Ahora que los veo sólo por televisión —transmisiones en vivo que se han convertido en el deporte nacional de los noticieros—, las imágenes de los preparativos, la espera, las ráfagas cada vez más fuertes, finalmente el diluvio y los daños posteriores siempre me regresan a los recuerdos de la infancia.
Lo mejor que tenían los ciclones era que no íbamos a la escuela por tres o cuatro días. Mi abuela Cristina preparaba pan tostado con aceite y ajo, y café con leche condensada rusa, dulcesita, como nos gustaba a Piri y a mí —la de vaca nos parecía nauseabunda—, y contaba mil veces la historia de cuando el Flora —icono huracanesco para el oriente de Cuba— se llevó las láminas de zinc del techo de los vecinos y las fueron a encontrar por la Plaza de Marte, llegando a Garzón.
Lo peor, que como la casa tenía demasiados años sin reparación —como casi todas las casas cubanas—, las goteras fueron en aumento proporcional con las temporadas ciclónicas y con el tiempo, las palanganas, cubos y jarritos no daban abasto para cubrir lo que ya eran cascadas. No en balde abundan en el cine y el teatro nacional las escenas en que los personajes caminan esquivando recipientes llenos de agua de lluvia.
Para los niños —y supongo que no sólo los cubanos—, un ciclón es un acontecimiento emocionante. No es difícil verlos en los noticieros de televisión o en las fotos de los periódicos disfrutando de lo lindo, chapoteando en las inundaciones, sonrientes encima de los botes que recorren las calles anegadas. Mi sobrino Camilo me relató como una aventura extraordinaria cuando después del Wilma, que hizo saltar el agua por encima del muro del malecón habanero, Piri, burlando a la policía que cerraba el paso a transeúntes y curiosos, lo llevó hasta donde llegaba el mar —cuadras y cuadras dentro de la ciudad— y él pudo meter los pies y mojarse las manos.
A nosotras, armadas de dos escobas despelucadas, nos encantaba sacar el agua que el caño del patio no podía tragar y desbordaba hacia el comedor y la saleta. Trabajo bastante inútil cuando el aguacero no cejaba y el alcantarillado era insuficiente. Tiempo después, se rompió y acabó cayéndose el codo de la canal del patio y por el hueco caía un chorro divino. Ahí nos bañábamos, ya grandes, con todo y ropa, para mitigar el calor del eterno verano santiaguero. Al menos ése era el pretexto para empaparnos y reír como niñas.
En la excitante espera, mientras el licenciado Rubiera o la Defensa Civil daban los partes meteorológicos y los reportes trágicos de las desgracias que el huracán ocasionaba en otras islitas del Caribe, era emocionante pegar papel precinta en las ventanas de vidrio —que no había entonces, esas planchas enormes de playwood que cubren los ventanales de los hoteles o las casas de la Florida y Cancún—, haciendo asteriscos y figuras geométricas. Mi papá era el encargado de esas funciones y nosotras lo ayudábamos de muy buena gana.

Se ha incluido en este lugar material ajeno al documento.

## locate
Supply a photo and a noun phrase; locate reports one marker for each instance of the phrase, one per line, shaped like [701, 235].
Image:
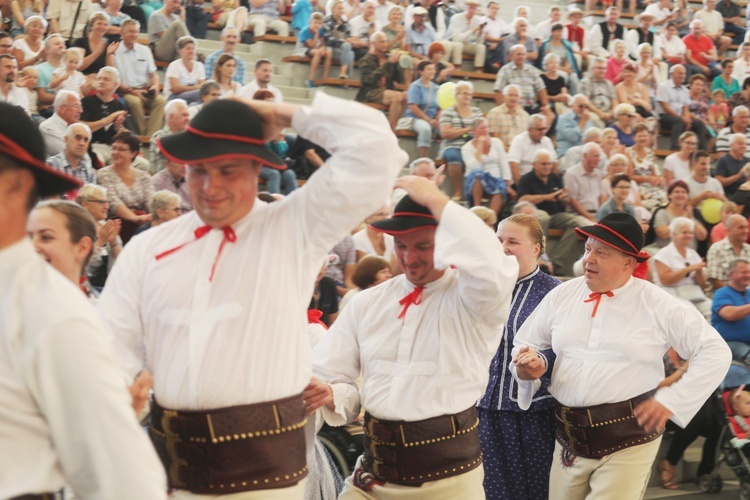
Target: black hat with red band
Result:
[619, 231]
[21, 140]
[222, 129]
[407, 217]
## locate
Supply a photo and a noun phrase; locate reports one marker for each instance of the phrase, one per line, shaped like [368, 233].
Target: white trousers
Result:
[465, 486]
[621, 475]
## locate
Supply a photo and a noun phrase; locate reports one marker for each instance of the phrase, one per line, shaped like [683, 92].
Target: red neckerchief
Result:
[415, 297]
[229, 235]
[596, 297]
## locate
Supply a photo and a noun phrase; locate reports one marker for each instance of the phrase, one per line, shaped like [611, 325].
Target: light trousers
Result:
[621, 475]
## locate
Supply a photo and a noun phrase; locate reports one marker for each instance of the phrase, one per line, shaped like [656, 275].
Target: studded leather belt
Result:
[596, 431]
[411, 453]
[228, 450]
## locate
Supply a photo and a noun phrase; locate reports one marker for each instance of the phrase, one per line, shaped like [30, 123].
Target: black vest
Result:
[608, 36]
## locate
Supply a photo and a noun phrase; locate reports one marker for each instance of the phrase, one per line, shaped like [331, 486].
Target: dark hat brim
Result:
[190, 147]
[49, 180]
[604, 236]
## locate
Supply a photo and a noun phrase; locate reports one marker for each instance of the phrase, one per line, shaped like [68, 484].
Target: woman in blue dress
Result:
[517, 446]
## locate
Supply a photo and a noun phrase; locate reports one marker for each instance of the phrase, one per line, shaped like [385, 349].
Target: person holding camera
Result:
[140, 83]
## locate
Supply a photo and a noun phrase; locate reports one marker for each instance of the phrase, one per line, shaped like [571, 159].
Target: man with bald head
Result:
[723, 252]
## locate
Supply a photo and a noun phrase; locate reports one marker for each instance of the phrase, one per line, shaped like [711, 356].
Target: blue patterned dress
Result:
[517, 445]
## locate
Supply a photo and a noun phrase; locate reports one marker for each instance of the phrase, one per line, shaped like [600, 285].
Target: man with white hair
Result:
[231, 37]
[8, 91]
[104, 113]
[730, 169]
[740, 125]
[572, 124]
[67, 112]
[74, 159]
[508, 119]
[583, 182]
[524, 146]
[466, 30]
[178, 118]
[713, 24]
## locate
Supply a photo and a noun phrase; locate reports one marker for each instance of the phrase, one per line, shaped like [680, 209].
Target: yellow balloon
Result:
[447, 95]
[711, 210]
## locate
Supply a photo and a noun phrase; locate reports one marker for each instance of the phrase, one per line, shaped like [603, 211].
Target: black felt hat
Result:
[619, 231]
[21, 140]
[221, 130]
[407, 217]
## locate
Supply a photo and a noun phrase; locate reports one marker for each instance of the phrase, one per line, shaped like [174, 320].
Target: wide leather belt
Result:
[411, 453]
[596, 431]
[228, 450]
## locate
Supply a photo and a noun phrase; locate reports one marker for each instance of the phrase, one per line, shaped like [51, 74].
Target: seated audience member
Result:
[74, 158]
[104, 113]
[544, 188]
[67, 112]
[508, 119]
[583, 183]
[719, 231]
[380, 71]
[601, 93]
[634, 93]
[29, 50]
[730, 169]
[731, 304]
[456, 124]
[723, 252]
[163, 207]
[624, 125]
[678, 206]
[172, 178]
[185, 75]
[524, 146]
[370, 271]
[422, 112]
[673, 108]
[165, 27]
[265, 15]
[108, 244]
[700, 51]
[679, 268]
[487, 170]
[701, 186]
[740, 125]
[342, 260]
[526, 77]
[712, 26]
[645, 171]
[677, 165]
[95, 45]
[310, 43]
[572, 124]
[231, 37]
[209, 91]
[620, 186]
[128, 189]
[466, 30]
[337, 35]
[140, 83]
[177, 121]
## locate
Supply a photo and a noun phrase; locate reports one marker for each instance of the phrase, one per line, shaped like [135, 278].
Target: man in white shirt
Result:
[8, 91]
[223, 347]
[263, 73]
[65, 414]
[417, 339]
[610, 331]
[67, 112]
[466, 29]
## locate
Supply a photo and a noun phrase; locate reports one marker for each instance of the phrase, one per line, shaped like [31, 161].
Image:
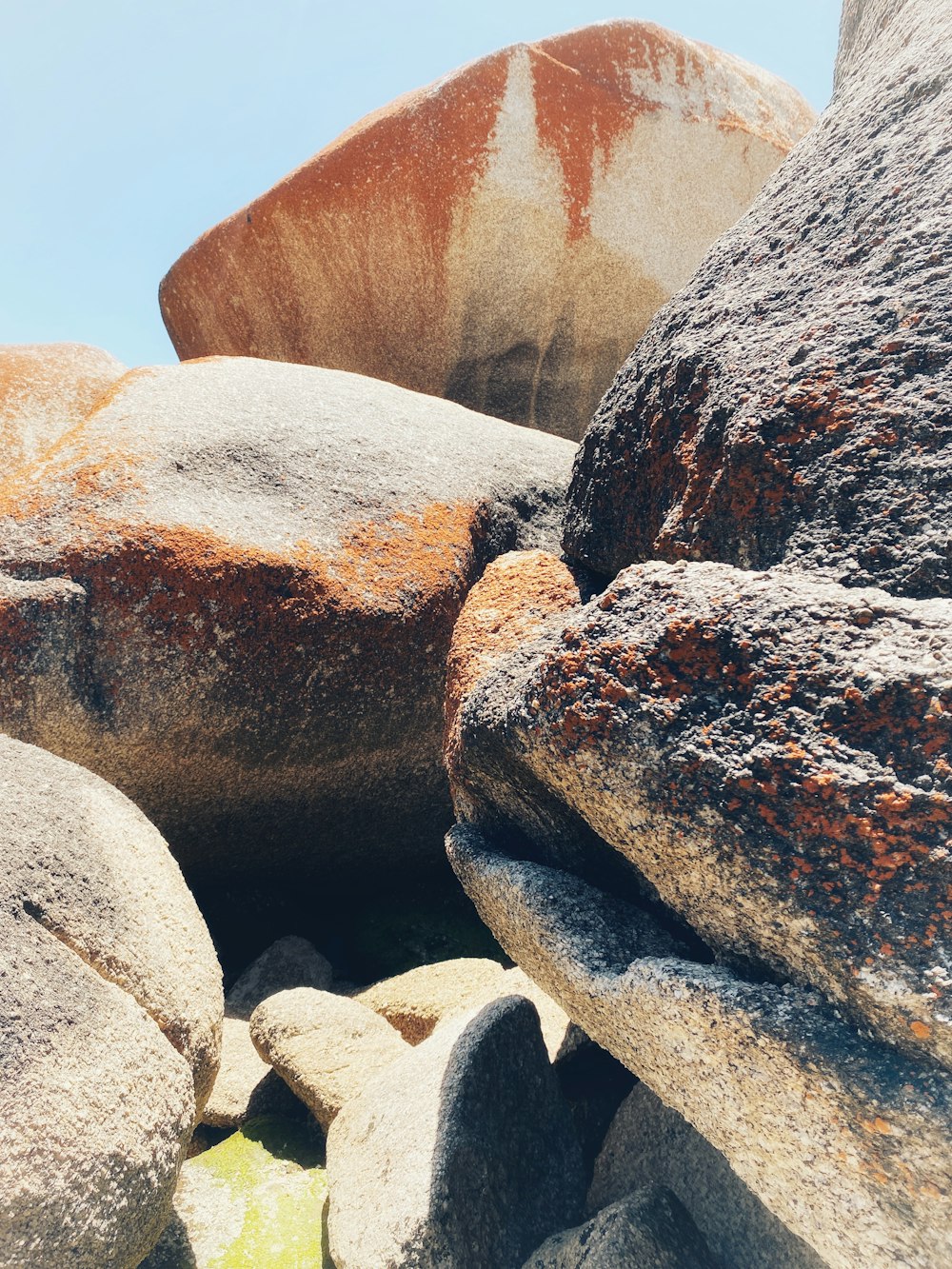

Pero tal vez el ciclón que más recuerdo fue el que esperamos Marta Mosquera y yo tomando café con licor de menta en “La Isabelica” mientras Santiago se quedaba completamente desolado como pueblo fantasma —¡perdón, ciudá!— y los primeros vientos agitaban los árboles del Parque de Dolores. Mil años después, recordando esa noche, escribí:
En la baranda tus ojos hipnotizan
hipnotiza tu voz
cuatro gotas de acíbar.
El aire es un lamento
no es normal el reflejo del neón en el agua.
Frente a la sombra de la noche
los presagios
ciclón el de los jugos
el del licor que mojará tus labios.
No estábamos esperando el ciclón, por supuesto… ni que fuéramos tan temerarias o tan meteorólogas. Quién sabe qué chisme o qué pócima cocinábamos mientras Isolina, la dependienta, nos echaba cada retorcidón de ojos… pensando seguro hasta qué hora íbamos a estar emborrachándonos a traguitos, sin dejarla huir a ella antes que se soltara el vendaval.
Ahora que sólo veo los ciclones por televisión, decía, la Piri —con ese buen humor, optimismo sin límite y excelente ánimo que la caracterizan— me cuenta cómo el viento parece arrancar la puerta carcomida del patio del diminuto apartamento de Centro Habana —ya no aquella casa enorme y disfrutable como parque de diversiones del centro de Santiago— y dice mi madre que por poco la aplasta, hace sólo unas semanas, un pedazo de cornisa reblandecida que se vino abajo, como en novela de Agatha Christie, justo un segundo después de que ella entrara a la cocina.